Mr. Hurd. Thank you.
The chair notes the presence today of Congressman Seth
Moulton of Massachusetts. We appreciate your interest in this
topic and welcome your participation.
I ask unanimous consent that Congressman Moulton be
permitted to fully participate in today's hearing.
Without objection, so ordered.
And now I recognize the gentleman from Massachusetts for 5
minutes.
Mr. Moulton. Thank you, Chairman Hurd, for inviting me to
this important hearing. This is important because I think our
veterans have earned the best health care in the world, and
that should be the standard that we are trying to meet.
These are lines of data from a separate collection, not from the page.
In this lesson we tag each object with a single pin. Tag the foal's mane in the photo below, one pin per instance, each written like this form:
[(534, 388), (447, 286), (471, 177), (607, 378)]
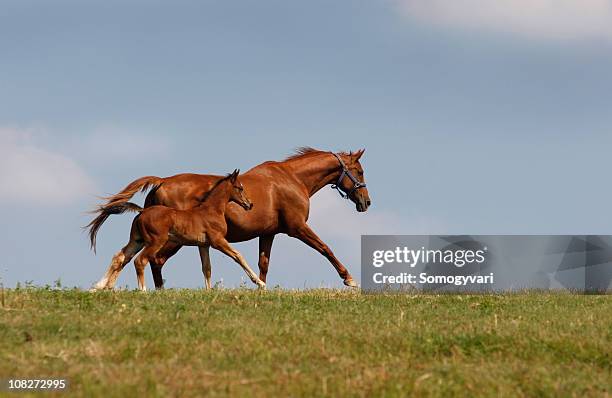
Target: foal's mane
[(215, 185), (305, 151)]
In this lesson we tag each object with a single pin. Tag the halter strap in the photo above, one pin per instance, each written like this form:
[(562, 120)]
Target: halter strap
[(345, 172)]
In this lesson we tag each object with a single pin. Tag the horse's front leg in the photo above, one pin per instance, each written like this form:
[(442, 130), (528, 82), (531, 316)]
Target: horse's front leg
[(167, 251), (265, 248), (307, 235)]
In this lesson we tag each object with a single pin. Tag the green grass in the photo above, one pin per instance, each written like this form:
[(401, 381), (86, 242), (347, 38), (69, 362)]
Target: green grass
[(309, 343)]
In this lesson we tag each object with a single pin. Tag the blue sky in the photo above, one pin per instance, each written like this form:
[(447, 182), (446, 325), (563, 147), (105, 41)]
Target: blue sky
[(477, 118)]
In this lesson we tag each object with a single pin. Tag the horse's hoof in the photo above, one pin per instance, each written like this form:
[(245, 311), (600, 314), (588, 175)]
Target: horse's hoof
[(350, 283)]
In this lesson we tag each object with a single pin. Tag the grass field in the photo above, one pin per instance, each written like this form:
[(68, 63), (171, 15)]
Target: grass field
[(308, 343)]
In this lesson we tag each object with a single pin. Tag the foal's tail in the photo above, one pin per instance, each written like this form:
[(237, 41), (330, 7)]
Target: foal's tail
[(118, 204)]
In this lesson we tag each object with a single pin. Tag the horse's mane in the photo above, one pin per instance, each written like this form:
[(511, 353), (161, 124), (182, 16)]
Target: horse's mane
[(215, 185), (304, 151)]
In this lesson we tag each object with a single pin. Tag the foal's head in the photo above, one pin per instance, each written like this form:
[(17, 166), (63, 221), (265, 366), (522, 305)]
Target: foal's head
[(237, 194)]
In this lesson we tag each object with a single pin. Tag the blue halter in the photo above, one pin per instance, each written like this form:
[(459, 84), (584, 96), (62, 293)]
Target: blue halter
[(345, 172)]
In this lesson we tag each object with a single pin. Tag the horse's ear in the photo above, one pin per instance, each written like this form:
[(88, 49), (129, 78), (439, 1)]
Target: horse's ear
[(234, 175), (357, 155)]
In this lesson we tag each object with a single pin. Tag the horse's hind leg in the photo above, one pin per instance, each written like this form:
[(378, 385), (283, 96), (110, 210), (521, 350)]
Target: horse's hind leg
[(120, 259), (162, 256), (206, 266), (147, 255)]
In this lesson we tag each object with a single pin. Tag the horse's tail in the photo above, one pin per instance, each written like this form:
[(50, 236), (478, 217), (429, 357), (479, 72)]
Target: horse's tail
[(118, 204)]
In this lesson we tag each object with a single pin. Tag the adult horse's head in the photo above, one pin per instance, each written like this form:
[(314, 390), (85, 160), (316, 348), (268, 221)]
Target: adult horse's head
[(351, 183)]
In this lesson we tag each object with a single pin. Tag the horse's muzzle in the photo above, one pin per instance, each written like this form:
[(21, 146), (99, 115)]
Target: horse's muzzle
[(362, 205)]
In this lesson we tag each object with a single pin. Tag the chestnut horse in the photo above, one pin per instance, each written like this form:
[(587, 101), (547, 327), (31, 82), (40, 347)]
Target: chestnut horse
[(280, 192), (202, 226)]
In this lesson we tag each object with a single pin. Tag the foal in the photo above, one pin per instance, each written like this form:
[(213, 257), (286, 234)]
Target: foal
[(202, 226)]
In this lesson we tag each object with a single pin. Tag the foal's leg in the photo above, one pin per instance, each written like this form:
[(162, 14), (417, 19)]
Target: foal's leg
[(265, 247), (223, 246), (206, 266), (167, 251), (307, 235), (120, 259)]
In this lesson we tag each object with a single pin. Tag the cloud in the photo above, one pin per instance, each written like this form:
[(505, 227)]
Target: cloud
[(541, 19), (32, 174)]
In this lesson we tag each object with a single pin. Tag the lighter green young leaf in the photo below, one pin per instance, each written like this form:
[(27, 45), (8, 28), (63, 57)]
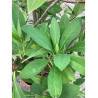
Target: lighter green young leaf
[(61, 60), (33, 68), (55, 33), (71, 31), (41, 38), (17, 90), (78, 63), (34, 4), (55, 82)]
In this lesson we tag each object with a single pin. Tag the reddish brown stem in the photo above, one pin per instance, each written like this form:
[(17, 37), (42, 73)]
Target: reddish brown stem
[(16, 67)]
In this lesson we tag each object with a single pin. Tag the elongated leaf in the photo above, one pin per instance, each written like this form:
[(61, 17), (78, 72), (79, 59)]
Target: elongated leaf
[(70, 74), (69, 91), (37, 52), (37, 79), (28, 95), (17, 90), (33, 68), (55, 33), (78, 9), (36, 89), (17, 14), (63, 23), (78, 47), (44, 29), (55, 82), (34, 4), (71, 31), (61, 60), (78, 63), (38, 37), (65, 79)]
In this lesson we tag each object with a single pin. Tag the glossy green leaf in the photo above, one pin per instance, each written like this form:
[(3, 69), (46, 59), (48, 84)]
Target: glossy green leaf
[(78, 63), (18, 93), (55, 9), (33, 68), (35, 52), (63, 23), (28, 95), (36, 89), (65, 79), (55, 82), (61, 60), (17, 14), (69, 91), (16, 37), (44, 29), (69, 72), (34, 4), (37, 79), (71, 31), (38, 37), (55, 33), (78, 47), (78, 9)]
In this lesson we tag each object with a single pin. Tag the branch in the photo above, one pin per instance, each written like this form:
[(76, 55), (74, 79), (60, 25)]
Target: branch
[(73, 41), (67, 1), (16, 67), (55, 2), (34, 16)]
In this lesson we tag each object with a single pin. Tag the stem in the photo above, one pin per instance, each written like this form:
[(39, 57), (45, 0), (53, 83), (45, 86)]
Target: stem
[(34, 16)]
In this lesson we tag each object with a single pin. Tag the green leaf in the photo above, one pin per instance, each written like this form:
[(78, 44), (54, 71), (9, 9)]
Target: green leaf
[(78, 47), (79, 81), (78, 63), (69, 91), (17, 14), (61, 60), (36, 89), (37, 79), (63, 23), (65, 79), (38, 37), (33, 68), (17, 90), (16, 37), (35, 52), (54, 82), (34, 4), (28, 95), (55, 32), (69, 72), (44, 29), (78, 9), (55, 9), (71, 31)]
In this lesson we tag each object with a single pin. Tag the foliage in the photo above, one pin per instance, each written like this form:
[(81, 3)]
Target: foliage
[(43, 58)]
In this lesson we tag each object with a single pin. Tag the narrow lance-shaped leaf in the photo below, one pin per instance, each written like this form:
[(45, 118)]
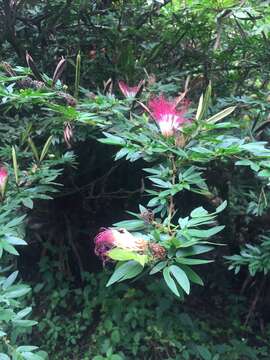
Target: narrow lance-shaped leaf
[(77, 75), (34, 149), (46, 148), (222, 114), (15, 165), (58, 70)]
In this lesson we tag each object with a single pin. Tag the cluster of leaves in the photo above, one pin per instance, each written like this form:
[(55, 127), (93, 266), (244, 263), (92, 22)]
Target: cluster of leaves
[(121, 323), (181, 167), (31, 172)]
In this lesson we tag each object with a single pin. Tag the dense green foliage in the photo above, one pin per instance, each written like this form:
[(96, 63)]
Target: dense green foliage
[(75, 155)]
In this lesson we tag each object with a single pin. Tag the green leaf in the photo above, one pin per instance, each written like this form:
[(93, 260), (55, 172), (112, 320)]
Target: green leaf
[(170, 282), (198, 212), (15, 165), (180, 277), (17, 291), (26, 348), (199, 109), (27, 202), (194, 250), (221, 207), (125, 271), (158, 267), (4, 356), (124, 255), (205, 233), (161, 183), (33, 148), (189, 261), (46, 148), (112, 140), (21, 314), (130, 224), (222, 114)]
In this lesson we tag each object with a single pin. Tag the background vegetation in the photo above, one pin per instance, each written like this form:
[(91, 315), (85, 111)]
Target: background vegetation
[(63, 184)]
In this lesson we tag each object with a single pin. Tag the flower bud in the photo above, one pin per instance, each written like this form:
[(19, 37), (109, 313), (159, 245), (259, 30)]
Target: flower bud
[(3, 180)]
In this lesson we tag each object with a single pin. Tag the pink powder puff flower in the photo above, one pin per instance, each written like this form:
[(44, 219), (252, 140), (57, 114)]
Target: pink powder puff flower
[(3, 180), (108, 239), (167, 116), (129, 91)]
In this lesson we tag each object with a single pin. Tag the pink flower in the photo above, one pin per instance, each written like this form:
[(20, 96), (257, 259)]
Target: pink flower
[(129, 91), (167, 116), (121, 238), (3, 180)]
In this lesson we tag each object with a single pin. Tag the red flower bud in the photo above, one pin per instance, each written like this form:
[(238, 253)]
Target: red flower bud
[(3, 180)]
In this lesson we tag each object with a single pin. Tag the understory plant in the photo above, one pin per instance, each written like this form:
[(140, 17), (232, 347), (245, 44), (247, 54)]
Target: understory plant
[(28, 174), (179, 146)]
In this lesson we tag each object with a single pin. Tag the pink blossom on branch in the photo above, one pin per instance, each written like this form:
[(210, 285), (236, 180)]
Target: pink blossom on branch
[(3, 180), (108, 239), (167, 116), (129, 91)]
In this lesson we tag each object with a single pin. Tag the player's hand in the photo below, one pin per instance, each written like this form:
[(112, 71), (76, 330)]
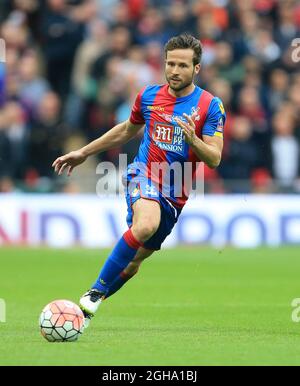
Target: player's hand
[(68, 161), (188, 129)]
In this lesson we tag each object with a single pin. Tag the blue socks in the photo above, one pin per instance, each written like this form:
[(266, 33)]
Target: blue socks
[(119, 282), (121, 256)]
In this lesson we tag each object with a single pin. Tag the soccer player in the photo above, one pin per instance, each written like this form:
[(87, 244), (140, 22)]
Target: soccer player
[(183, 123)]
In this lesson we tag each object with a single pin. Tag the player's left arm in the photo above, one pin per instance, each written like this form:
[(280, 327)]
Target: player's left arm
[(209, 148)]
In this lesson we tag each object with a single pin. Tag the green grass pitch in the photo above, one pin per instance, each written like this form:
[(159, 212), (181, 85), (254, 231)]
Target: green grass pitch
[(187, 306)]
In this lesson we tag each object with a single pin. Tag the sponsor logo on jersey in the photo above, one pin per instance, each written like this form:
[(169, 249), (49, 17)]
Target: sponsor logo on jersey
[(155, 108), (151, 191), (168, 137)]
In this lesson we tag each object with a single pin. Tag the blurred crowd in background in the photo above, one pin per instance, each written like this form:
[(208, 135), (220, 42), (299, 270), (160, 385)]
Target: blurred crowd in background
[(73, 69)]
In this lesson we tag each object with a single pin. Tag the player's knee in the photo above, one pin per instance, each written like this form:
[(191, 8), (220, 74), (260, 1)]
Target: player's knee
[(145, 230)]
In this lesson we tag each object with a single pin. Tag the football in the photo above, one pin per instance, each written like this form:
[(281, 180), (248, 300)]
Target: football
[(61, 321)]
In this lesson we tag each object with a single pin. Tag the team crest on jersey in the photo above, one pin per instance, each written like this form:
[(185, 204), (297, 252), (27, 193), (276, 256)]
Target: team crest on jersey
[(195, 114), (220, 126), (168, 137)]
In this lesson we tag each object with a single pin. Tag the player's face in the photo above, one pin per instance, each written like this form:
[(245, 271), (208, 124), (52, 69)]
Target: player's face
[(180, 69)]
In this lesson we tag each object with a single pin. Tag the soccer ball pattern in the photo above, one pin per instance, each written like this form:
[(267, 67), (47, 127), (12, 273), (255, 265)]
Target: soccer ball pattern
[(61, 321)]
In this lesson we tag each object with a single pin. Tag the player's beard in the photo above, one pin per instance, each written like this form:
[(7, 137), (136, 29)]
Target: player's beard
[(180, 85)]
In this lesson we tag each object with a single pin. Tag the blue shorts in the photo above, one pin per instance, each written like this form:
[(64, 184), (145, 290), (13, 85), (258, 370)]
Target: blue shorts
[(138, 186)]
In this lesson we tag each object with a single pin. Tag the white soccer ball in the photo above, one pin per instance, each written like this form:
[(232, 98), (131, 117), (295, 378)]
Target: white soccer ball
[(61, 321)]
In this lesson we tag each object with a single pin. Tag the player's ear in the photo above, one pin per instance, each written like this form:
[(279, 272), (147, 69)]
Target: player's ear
[(197, 68)]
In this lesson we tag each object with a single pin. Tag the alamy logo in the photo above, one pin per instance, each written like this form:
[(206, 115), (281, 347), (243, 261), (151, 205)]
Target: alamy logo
[(168, 137), (296, 51), (2, 311), (2, 50)]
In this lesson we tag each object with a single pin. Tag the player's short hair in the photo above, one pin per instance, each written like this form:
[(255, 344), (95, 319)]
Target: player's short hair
[(185, 41)]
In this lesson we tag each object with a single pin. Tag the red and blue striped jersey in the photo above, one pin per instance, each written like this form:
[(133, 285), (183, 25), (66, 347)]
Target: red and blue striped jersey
[(163, 140)]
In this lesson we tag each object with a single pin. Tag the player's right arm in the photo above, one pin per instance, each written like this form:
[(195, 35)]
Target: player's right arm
[(117, 136)]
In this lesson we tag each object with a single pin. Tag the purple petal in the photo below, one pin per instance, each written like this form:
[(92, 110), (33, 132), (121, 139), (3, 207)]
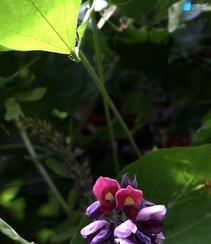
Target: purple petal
[(123, 241), (93, 228), (125, 229), (126, 181), (158, 211), (94, 211)]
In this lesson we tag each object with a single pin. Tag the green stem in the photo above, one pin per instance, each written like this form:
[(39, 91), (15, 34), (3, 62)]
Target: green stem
[(27, 142), (105, 104), (108, 100)]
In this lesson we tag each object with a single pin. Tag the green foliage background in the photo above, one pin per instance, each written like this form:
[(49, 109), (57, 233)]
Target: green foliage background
[(154, 60)]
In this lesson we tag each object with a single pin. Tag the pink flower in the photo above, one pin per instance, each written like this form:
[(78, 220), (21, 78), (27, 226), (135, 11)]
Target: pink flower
[(128, 197), (104, 190)]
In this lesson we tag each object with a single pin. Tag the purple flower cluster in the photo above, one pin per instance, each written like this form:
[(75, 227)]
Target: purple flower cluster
[(121, 215)]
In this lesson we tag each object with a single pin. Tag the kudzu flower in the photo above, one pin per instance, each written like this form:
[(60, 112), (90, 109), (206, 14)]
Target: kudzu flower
[(104, 190), (121, 215)]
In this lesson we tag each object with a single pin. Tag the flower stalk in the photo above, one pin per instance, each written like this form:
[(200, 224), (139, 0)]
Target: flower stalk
[(32, 153)]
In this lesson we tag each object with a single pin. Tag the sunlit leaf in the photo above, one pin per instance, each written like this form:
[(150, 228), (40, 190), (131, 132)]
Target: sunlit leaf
[(13, 109), (48, 25), (11, 233)]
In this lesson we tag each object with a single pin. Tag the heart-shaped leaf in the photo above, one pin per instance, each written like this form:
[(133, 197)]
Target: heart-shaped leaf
[(48, 25), (180, 179), (11, 233)]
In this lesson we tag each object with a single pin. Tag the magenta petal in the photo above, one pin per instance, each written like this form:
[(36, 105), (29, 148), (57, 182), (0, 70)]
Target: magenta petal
[(123, 241), (146, 213), (125, 229), (94, 210), (93, 228), (160, 238)]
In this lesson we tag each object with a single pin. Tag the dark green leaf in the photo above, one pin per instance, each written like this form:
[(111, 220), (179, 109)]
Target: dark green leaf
[(31, 96), (13, 109)]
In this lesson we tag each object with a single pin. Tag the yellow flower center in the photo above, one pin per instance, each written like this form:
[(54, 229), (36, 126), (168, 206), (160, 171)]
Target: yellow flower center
[(129, 201), (109, 196)]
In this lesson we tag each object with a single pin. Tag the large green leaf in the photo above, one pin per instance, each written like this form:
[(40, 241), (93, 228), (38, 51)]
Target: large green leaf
[(31, 96), (175, 177), (11, 233), (48, 25)]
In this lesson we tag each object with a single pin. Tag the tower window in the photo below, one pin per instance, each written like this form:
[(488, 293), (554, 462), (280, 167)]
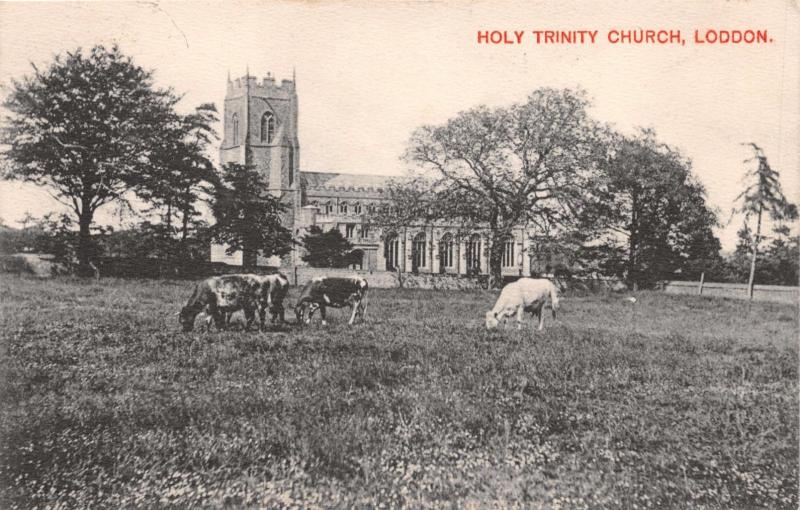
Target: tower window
[(267, 127), (291, 166)]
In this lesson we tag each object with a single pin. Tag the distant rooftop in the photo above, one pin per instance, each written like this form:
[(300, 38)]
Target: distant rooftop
[(346, 181)]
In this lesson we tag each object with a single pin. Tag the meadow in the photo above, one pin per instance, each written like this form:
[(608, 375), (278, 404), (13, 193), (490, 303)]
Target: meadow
[(671, 402)]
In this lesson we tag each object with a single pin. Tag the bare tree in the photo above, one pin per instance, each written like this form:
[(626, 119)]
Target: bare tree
[(762, 195)]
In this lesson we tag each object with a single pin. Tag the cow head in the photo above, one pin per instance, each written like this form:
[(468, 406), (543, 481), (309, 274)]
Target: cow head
[(186, 318), (299, 312), (491, 320)]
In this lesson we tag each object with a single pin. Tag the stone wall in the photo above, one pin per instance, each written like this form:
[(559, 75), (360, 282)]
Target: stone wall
[(389, 280)]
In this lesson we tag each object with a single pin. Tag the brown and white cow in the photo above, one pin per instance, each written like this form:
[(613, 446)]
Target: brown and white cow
[(220, 296), (322, 292), (272, 291)]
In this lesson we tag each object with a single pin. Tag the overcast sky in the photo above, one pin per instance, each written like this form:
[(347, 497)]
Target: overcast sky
[(368, 75)]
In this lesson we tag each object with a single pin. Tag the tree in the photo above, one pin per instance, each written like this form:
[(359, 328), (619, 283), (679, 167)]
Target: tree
[(85, 128), (763, 195), (248, 216), (181, 169), (496, 169), (327, 249), (647, 199)]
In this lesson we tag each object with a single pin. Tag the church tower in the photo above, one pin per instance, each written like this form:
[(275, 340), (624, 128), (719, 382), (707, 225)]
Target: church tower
[(260, 130)]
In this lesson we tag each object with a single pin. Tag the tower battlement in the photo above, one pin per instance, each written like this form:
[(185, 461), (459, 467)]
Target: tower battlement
[(266, 86)]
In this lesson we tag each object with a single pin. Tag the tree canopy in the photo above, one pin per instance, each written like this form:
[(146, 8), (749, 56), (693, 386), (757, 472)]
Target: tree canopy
[(648, 201), (528, 164), (327, 249), (762, 195), (248, 217), (86, 128)]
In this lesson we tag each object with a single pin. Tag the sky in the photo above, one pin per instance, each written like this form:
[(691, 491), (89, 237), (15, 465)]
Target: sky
[(368, 75)]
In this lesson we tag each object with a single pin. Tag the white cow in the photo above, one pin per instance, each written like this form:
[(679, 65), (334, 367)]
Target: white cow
[(524, 295)]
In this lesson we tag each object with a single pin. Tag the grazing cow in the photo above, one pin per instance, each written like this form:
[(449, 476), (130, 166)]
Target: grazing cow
[(524, 295), (272, 291), (322, 292), (219, 297)]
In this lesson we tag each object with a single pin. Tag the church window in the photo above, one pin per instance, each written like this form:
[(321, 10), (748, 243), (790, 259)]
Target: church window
[(392, 252), (509, 260), (267, 127), (446, 250), (291, 166), (418, 252), (474, 254)]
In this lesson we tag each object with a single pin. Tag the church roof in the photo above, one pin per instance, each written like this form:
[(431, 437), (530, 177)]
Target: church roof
[(346, 181)]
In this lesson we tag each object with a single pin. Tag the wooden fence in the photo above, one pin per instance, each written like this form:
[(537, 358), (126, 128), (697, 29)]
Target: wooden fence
[(774, 293)]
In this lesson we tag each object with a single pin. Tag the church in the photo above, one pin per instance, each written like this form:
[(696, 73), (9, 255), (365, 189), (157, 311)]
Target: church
[(261, 130)]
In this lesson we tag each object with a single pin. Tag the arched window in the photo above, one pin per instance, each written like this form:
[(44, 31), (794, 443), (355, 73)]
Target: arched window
[(267, 127), (474, 254), (446, 251), (391, 252), (291, 166), (356, 259), (418, 252), (509, 258)]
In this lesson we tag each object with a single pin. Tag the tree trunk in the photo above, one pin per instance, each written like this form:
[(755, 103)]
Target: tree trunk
[(633, 241), (750, 284), (496, 247), (85, 242), (249, 258)]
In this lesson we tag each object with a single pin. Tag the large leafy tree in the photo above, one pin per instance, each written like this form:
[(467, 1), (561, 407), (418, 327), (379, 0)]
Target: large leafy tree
[(248, 217), (647, 202), (327, 249), (496, 169), (763, 195), (86, 129), (181, 169)]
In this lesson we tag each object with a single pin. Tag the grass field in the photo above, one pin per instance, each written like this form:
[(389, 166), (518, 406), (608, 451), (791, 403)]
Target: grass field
[(675, 401)]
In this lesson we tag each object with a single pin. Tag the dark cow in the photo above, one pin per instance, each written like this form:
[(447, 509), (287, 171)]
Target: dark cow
[(220, 296), (323, 292), (272, 291)]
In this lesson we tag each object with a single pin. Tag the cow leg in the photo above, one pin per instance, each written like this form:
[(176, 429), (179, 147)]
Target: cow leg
[(250, 317), (363, 306), (538, 312), (262, 316), (355, 306)]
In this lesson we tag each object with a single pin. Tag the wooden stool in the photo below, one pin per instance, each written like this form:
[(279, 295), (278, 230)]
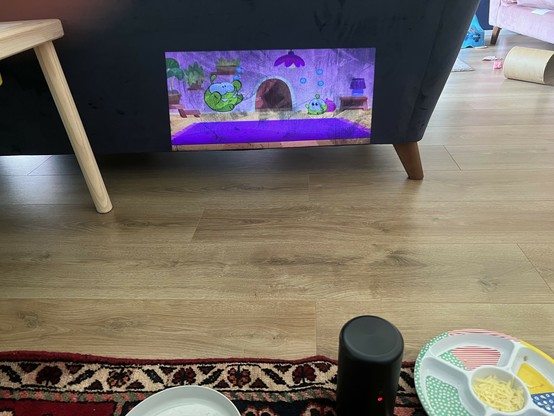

I get my health care from the VA as a Member of Congress,
and I can tell you that I have seen the good and the bad. I
have gotten some fantastic doctors.
I had to have surgery back in January and the
anesthesiologist and the surgeon who took care of me were
incredibly talented. They didn't have to be at the VA. They
were there because they wanted to take care of veterans. I felt
very comfortable in their care. And then the pharmacy sent me
home without the right medications.
There is a veteran in my office named Dennis who gets his
care at the VA as well. And he was trying to make an
appointment a few weeks ago and couldn't get through on the
phone system. Someone else in my office said, you know, you
should take a video of this, and the video went viral on
Facebook.
Here are some of the comments that we have received on my
Facebook page about this video from veterans across the
country.
This one from Walcott, Arkansas: ``I can tell you this is
for real. It happens every time I call. I usually give up and
drive to the clinic 18 or 20 miles away so I can talk to a
person face-to-face.''
From El Paso, Texas: ``This is exactly what happens every
time you try to call for an appointment or even general
information about an existing appointment. This is exactly why
lots of us vets end up giving up on the system.''
From Colorado Springs: ``Finally, a video that shows the
frustrations of this process.''
And from Philadelphia, Pennsylvania: ``The longest I have
been on hold with the VA was an hour and 45 minutes before I
gave up.''
Finally, from Faribault, Minnesota: ``I can't count the
times this has happened to me. It's enough to make you want to
throw the phone through the wall.''
So while many have said that they get excellent care once
they get into the system, as has been my experience as well,
sometimes simply getting access to the system is a real
problem.
I know the VA is making progress. I met with the Secretary
earlier this week, and I am inspired by his leadership, by the
private sector innovation that he is bringing to the
organization. But I don't think we have gone far enough.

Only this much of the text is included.